For the record, I think Cirrus Design supports “Be a pilot”, the Lindburgh Anniversary as being a major sponsor, and probably numerous initiatives that I am not aware of.

I’ve just started seeing a couple ads which have something to do with the Lindbergh foundation, and Cirrus being a major sponsor (even giving a free 1-year lease of an SR22 to a winner) – don’t remember the specifics of the promotion, though.

Interestingly enough, Lindburgh’s grandson, who will be “recreating” the famous transatlantic flight (only with GPS, satellite phone, etc. this time!) chose a Columbia 300 to make the flight!

No, I don’t really have any point in this message, but just thought it was interesting…
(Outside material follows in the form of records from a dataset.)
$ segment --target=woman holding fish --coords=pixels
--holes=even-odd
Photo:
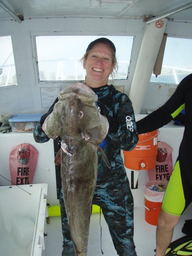
[[[116,90],[112,85],[107,84],[109,76],[117,69],[116,51],[111,41],[101,38],[89,44],[81,60],[86,70],[86,85],[97,95],[98,100],[95,105],[100,114],[107,118],[109,124],[108,133],[107,131],[106,137],[100,146],[110,168],[108,167],[98,151],[96,183],[96,181],[92,203],[101,207],[117,254],[120,256],[136,256],[133,241],[133,200],[120,150],[133,149],[138,137],[130,99],[126,94]],[[34,136],[37,142],[45,142],[52,138],[47,136],[48,134],[44,131],[42,126],[60,99],[60,95],[59,98],[48,112],[42,116],[35,128]],[[83,114],[81,114],[80,119],[84,118]],[[85,138],[88,141],[88,137]],[[65,144],[62,149],[67,154],[66,147]],[[69,213],[67,209],[66,213],[62,189],[60,202],[64,238],[62,255],[75,256],[74,243],[71,237],[67,218]],[[86,255],[86,252],[79,254],[76,250],[76,256]]]

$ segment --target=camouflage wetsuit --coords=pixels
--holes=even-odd
[[[116,90],[112,85],[92,89],[98,96],[96,104],[109,123],[109,132],[101,145],[111,166],[110,169],[107,167],[99,152],[97,179],[93,204],[102,209],[117,254],[121,256],[136,256],[133,242],[133,198],[120,156],[121,149],[133,149],[138,140],[131,102],[126,95]],[[34,136],[37,142],[45,142],[49,139],[41,126],[53,107],[43,116],[35,127]],[[60,203],[63,255],[75,255],[62,190]]]

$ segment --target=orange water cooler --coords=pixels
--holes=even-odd
[[[124,164],[133,171],[148,170],[155,166],[157,154],[158,130],[139,135],[139,141],[131,151],[123,151]]]
[[[131,151],[123,151],[125,166],[133,171],[131,172],[131,179],[133,180],[131,182],[131,188],[137,187],[140,171],[147,170],[155,166],[158,134],[157,130],[139,134],[139,141],[135,148]],[[154,202],[145,198],[145,218],[147,222],[157,225],[161,204],[161,202]]]

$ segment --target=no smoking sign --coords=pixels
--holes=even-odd
[[[162,28],[164,25],[164,22],[162,20],[158,20],[155,23],[155,26],[157,28]]]

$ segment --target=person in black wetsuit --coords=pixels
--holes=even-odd
[[[86,70],[86,83],[98,96],[96,105],[107,118],[109,132],[101,145],[111,166],[109,169],[98,152],[98,172],[93,204],[100,206],[108,224],[117,254],[136,256],[133,241],[133,200],[120,156],[120,150],[131,150],[138,140],[132,103],[126,94],[107,84],[117,66],[116,49],[111,41],[101,38],[88,45],[81,60]],[[34,131],[37,142],[49,138],[42,129],[46,117],[58,101],[41,117]],[[63,236],[62,255],[75,255],[69,231],[61,189],[60,198]]]
[[[174,227],[192,201],[192,74],[184,78],[170,98],[157,110],[136,122],[139,134],[169,123],[185,110],[185,130],[179,155],[166,189],[156,231],[156,256],[164,256]],[[174,136],[174,134],[173,134]]]

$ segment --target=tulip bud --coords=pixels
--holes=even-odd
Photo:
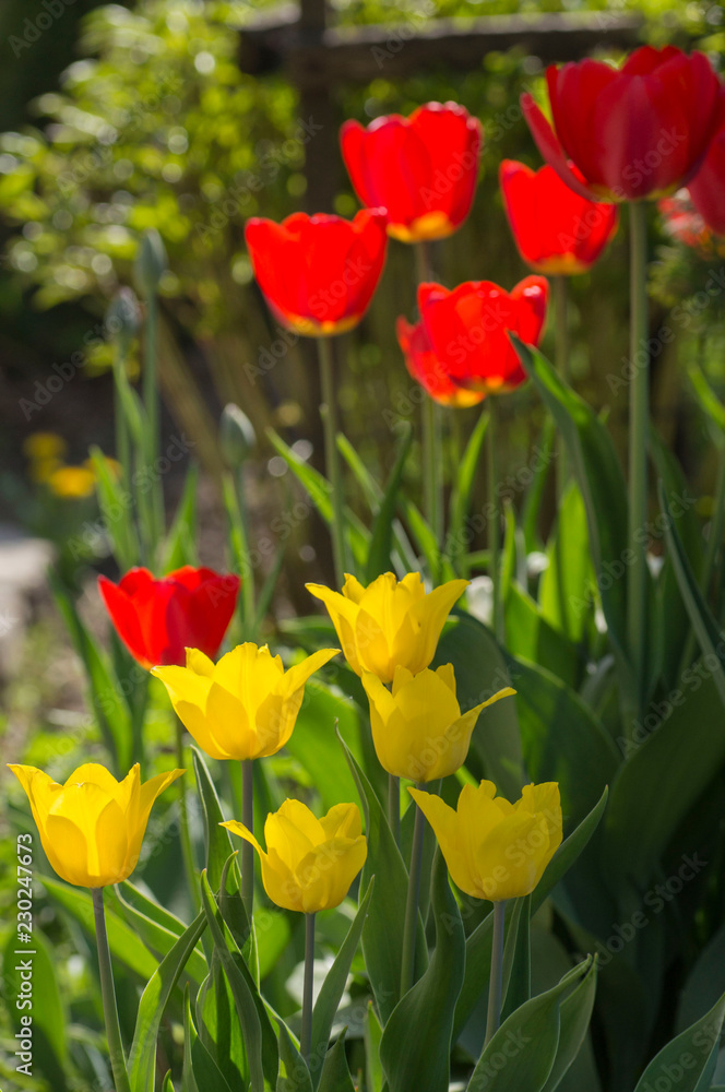
[[[227,466],[238,470],[255,444],[257,434],[247,414],[234,402],[227,403],[219,420],[219,446]]]
[[[122,348],[128,348],[141,327],[141,308],[132,288],[121,288],[106,312],[106,330]]]
[[[167,269],[168,258],[164,240],[156,228],[152,227],[141,239],[133,264],[136,288],[145,299],[156,294],[158,283]]]

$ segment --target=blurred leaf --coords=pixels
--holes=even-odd
[[[463,982],[463,923],[440,850],[432,873],[436,946],[430,963],[384,1025],[380,1060],[392,1089],[448,1092],[455,1002]]]

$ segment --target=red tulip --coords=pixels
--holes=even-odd
[[[131,569],[118,584],[98,577],[98,591],[116,632],[142,667],[183,667],[187,648],[216,657],[237,603],[239,578],[190,565],[161,580],[148,569]]]
[[[376,118],[340,130],[345,166],[362,204],[385,209],[403,242],[443,239],[471,212],[483,129],[456,103],[427,103],[409,118]]]
[[[397,343],[403,349],[405,367],[433,401],[456,408],[475,406],[478,402],[483,402],[486,397],[484,392],[470,391],[453,382],[433,353],[423,322],[412,327],[401,317],[395,331]]]
[[[643,46],[621,69],[584,60],[551,66],[546,79],[554,127],[527,94],[524,114],[546,162],[582,197],[674,192],[698,170],[717,127],[720,81],[704,54]]]
[[[353,221],[304,212],[281,224],[253,217],[245,238],[270,310],[288,330],[307,337],[356,327],[385,264],[380,209],[364,209]]]
[[[548,300],[548,282],[527,276],[511,293],[491,281],[467,281],[449,292],[421,284],[418,309],[433,353],[453,382],[498,394],[526,378],[508,331],[537,345]]]
[[[617,230],[617,206],[574,193],[554,167],[504,159],[499,180],[519,253],[537,273],[585,273]]]
[[[715,235],[725,235],[725,127],[688,187],[692,204]]]

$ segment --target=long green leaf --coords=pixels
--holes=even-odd
[[[142,994],[129,1055],[131,1092],[154,1092],[158,1029],[179,975],[205,928],[205,917],[199,914],[164,957]]]
[[[438,851],[432,874],[436,947],[430,963],[401,998],[380,1042],[380,1060],[391,1089],[448,1092],[455,1002],[463,983],[463,923]]]

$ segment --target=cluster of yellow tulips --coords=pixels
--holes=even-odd
[[[455,773],[482,710],[514,693],[507,687],[462,714],[452,665],[429,668],[466,581],[451,580],[428,593],[419,573],[401,581],[384,573],[368,587],[348,575],[342,593],[308,586],[326,606],[347,663],[360,676],[383,769],[419,785]],[[152,674],[207,755],[248,762],[284,747],[305,684],[338,651],[322,649],[285,672],[266,645],[238,645],[216,664],[188,649],[186,667],[153,667]],[[32,767],[11,769],[27,793],[48,860],[69,883],[88,888],[118,883],[133,871],[154,800],[183,773],[174,770],[141,784],[135,765],[119,783],[104,767],[85,764],[59,785]],[[411,793],[455,883],[475,898],[527,894],[561,841],[556,784],[526,786],[516,804],[497,797],[490,782],[466,785],[456,811],[421,788]],[[287,910],[338,905],[366,857],[356,804],[337,805],[317,819],[302,803],[286,800],[266,820],[266,852],[249,824],[224,826],[254,846],[269,898]]]

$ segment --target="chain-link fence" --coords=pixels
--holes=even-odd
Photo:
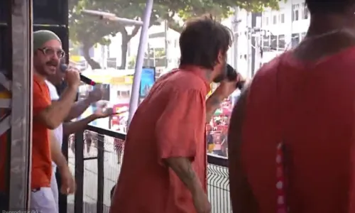
[[[110,192],[119,175],[124,135],[90,129],[68,140],[68,162],[77,183],[76,195],[67,200],[68,213],[108,213]],[[207,192],[212,213],[231,212],[226,160],[208,156]]]

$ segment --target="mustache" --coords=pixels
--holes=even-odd
[[[59,62],[57,62],[57,61],[54,61],[54,60],[50,60],[48,62],[47,62],[45,63],[46,65],[48,65],[48,66],[55,66],[55,67],[58,67],[59,65]]]

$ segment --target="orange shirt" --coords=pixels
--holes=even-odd
[[[35,117],[42,110],[50,105],[50,97],[47,84],[33,75],[33,115]],[[7,137],[3,134],[1,140],[0,155],[0,191],[6,190],[5,168],[7,158]],[[52,160],[49,135],[47,127],[41,122],[33,120],[32,132],[32,172],[31,189],[50,186]]]
[[[241,162],[258,212],[277,212],[285,200],[290,212],[355,213],[354,55],[352,47],[305,62],[287,52],[256,73]],[[281,142],[286,184],[280,200],[275,157]],[[254,207],[235,201],[245,212]]]
[[[35,118],[51,104],[45,82],[33,75],[33,109]],[[33,119],[32,132],[31,188],[50,186],[52,158],[48,129],[42,122]]]
[[[155,82],[129,126],[111,213],[196,212],[190,191],[162,160],[191,158],[206,188],[208,91],[194,67],[173,70]]]

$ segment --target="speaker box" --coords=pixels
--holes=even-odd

Steve is correct - Cirrus Design is a major sponsor of the Spirit of St. Louis 75th Anniversary. (Like our airplanes, Charles Lindbergh was born in Minnesota.) Alan K. is the Honorary Lead Pilot for a part of the celebration called Landings for Lindbergh. According to The Charles A. and Anne Lindbergh Foundation web site, “Pilots across the country and around the world will celebrate Lindbergh’s accomplishments, and all that is good about aviation on May 18, 2002, the Saturday before the 75th anniversary of his non-stop, solo flight across the Atlantic. They’ll fly and land their aircraft at airports everywhere.” For details, including how to participate and contribute, here.
According to an ad in the February 2002 issue of Flying (page 78), as part of their sponsorship of this event, Cirrus Design is providing the Lindbergh Foundation with a free one-year dry lease, including transition training, on a new SR22. The Foundation will award the lease to a lucky pilot to be selected at random on May 31, 2002. For more information, call (763) 576-1596. The ad also points out that you can enter the drawing (open to licensed pilots only) by sending a 3" x 5" card with your name, address, e-mail address, phone number, and pilot registration number to
The Lindbergh Foundation
2150 3rd Avenue North #310
Anoka MN 55303
Sorry, only one entry per person!
As part of the 75th anniversary, this would be a wonderful year to read (or re-read) Lindbergh’s Spirit of St. Louis, published by the Minnesota Historical Society.

Another “must read” is the relatively new biography, “Lindbergh”, by A. Scott Berg.
It’s a fascinating book about a fascinating and controversial man.

Pilots everywhere flying on May 18 to commemorate Lindbergh. Hmmm, lots of people dusting off those old licences. And the pattern is nutty on a regular Saturday!